A rush of money out of Cyprus would shift more financing responsibility to the European Central Bank, which provides about 10 billion euros of emergency loans to the country’s lenders. After 30 billion euros, the ECB would have to lower its standards for the collateral it demands from Cypriot banks, Panigirtzoglou said. With deposit flight and rising loan losses in Cyprus and Greece, the ECB could lose money on the funds it lends. Even capital controls won’t stop the drain, some say.
“Banks will become even more dependent on ECB liquidity because deposits will be largely drained,” UBS AG Chairman Axel Weber, a former ECB board member, said on Bloomberg TV today.
The island’s lenders have been closed since a plan by the European Union to force losses on depositors in exchange for a 10 billion-euro bailout touched off a political upheaval. Parliament rejected the deal, which would have taxed all bank accounts, including those under the 100,000-euro deposit- insurance limit. A new agreement shuts Cyprus Popular Bank Pcl, the nation’s second-largest lender. Uninsured depositors of that institution and the Bank of Cyprus Plc, the biggest, will share losses, while insured deposits in all the banks are spared.
When Iceland imposed capital controls after a property bubble burst and its banks collapsed, political leaders said they would be temporary, too.
Financial firms, with assets 11 times the national economy at the peak, were too big to save. So Iceland let them fail, splitting them into good and bad banks. Bondholders bore most of the losses. Iceland’s krona dropped by more than half.
Restrictions on the movement of capital out of the country were intended to stabilize the currency. They mostly related to the conversion of the krona to other currencies and targeted legacy foreign investments in the nation’s securities.

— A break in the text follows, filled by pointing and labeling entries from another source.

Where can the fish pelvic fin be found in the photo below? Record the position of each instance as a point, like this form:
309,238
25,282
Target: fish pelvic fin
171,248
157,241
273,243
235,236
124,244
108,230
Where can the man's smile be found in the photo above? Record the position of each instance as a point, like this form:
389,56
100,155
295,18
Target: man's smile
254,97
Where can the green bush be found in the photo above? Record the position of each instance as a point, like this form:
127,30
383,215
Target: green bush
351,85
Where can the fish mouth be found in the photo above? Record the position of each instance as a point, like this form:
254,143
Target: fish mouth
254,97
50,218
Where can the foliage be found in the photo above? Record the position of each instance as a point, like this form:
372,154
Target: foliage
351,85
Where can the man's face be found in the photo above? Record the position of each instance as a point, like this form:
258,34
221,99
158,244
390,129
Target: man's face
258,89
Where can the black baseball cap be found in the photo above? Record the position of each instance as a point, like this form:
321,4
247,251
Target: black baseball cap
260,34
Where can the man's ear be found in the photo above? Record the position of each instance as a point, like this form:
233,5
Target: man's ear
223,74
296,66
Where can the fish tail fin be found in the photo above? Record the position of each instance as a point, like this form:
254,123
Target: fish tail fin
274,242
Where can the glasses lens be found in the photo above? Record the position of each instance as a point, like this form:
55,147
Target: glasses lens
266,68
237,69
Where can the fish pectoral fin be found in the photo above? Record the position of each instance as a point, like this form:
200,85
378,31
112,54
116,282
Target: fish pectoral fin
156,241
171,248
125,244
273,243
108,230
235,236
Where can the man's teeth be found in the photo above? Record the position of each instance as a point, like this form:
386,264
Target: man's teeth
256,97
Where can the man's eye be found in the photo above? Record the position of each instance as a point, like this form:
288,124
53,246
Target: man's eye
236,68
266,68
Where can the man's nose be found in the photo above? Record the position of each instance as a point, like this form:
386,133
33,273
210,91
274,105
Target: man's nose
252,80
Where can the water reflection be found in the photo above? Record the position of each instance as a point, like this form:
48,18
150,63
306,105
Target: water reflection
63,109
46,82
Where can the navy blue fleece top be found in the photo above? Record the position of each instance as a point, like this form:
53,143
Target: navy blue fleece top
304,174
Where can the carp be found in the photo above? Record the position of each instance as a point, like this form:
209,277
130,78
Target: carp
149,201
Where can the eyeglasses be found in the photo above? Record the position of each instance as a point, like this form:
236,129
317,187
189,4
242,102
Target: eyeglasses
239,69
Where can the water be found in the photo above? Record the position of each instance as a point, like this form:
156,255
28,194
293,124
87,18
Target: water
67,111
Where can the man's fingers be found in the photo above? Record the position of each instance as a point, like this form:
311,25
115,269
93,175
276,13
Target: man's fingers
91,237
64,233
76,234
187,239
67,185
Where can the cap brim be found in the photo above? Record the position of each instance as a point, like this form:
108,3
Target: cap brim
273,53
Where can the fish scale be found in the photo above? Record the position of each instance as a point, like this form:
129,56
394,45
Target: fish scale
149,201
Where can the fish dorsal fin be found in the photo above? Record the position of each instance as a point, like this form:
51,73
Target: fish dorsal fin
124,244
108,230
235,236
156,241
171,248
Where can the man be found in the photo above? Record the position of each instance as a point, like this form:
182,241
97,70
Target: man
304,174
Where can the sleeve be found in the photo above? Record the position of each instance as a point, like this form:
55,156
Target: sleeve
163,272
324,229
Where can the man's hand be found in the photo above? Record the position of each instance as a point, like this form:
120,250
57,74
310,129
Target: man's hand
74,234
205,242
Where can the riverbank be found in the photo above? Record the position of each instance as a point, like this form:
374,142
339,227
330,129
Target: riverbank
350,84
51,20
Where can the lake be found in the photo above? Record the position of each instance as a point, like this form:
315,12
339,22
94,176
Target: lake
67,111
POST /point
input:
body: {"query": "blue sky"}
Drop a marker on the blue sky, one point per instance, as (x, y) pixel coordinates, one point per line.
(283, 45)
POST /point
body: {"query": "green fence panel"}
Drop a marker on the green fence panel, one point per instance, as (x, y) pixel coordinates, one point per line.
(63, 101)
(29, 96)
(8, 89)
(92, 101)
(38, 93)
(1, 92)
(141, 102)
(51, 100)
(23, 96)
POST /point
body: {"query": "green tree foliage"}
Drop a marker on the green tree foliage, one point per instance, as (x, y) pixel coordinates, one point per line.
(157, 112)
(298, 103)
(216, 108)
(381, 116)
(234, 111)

Even with such a limited reach, the Icelandic capital controls have had a negative impact on the economy, according to Pall Hardarson, president of Nasdaq OMX Group Inc.’s Iceland unit. They’ve discouraged outsiders from investing and made it harder for Icelandic companies to sell bonds overseas, he said. After doubling every year for five years, foreign direct investment in the island collapsed in 2008 and has remained about 25% below the pre-crisis level.
“Ultimately we need to create confidence in the economy, and with these controls it’s hard to do so,” said Hardarson. “Officially they only apply to legacy investments, but nevertheless they send a signal that things aren’t the way they’re supposed to be.”
Krona-denominated bonds left from the boom era cannot be converted to foreign currency when they mature. The proceeds need to be reinvested in krona assets. That has created two foreign-exchange rates for the island’s currency -- an official one traded domestically and one offshore.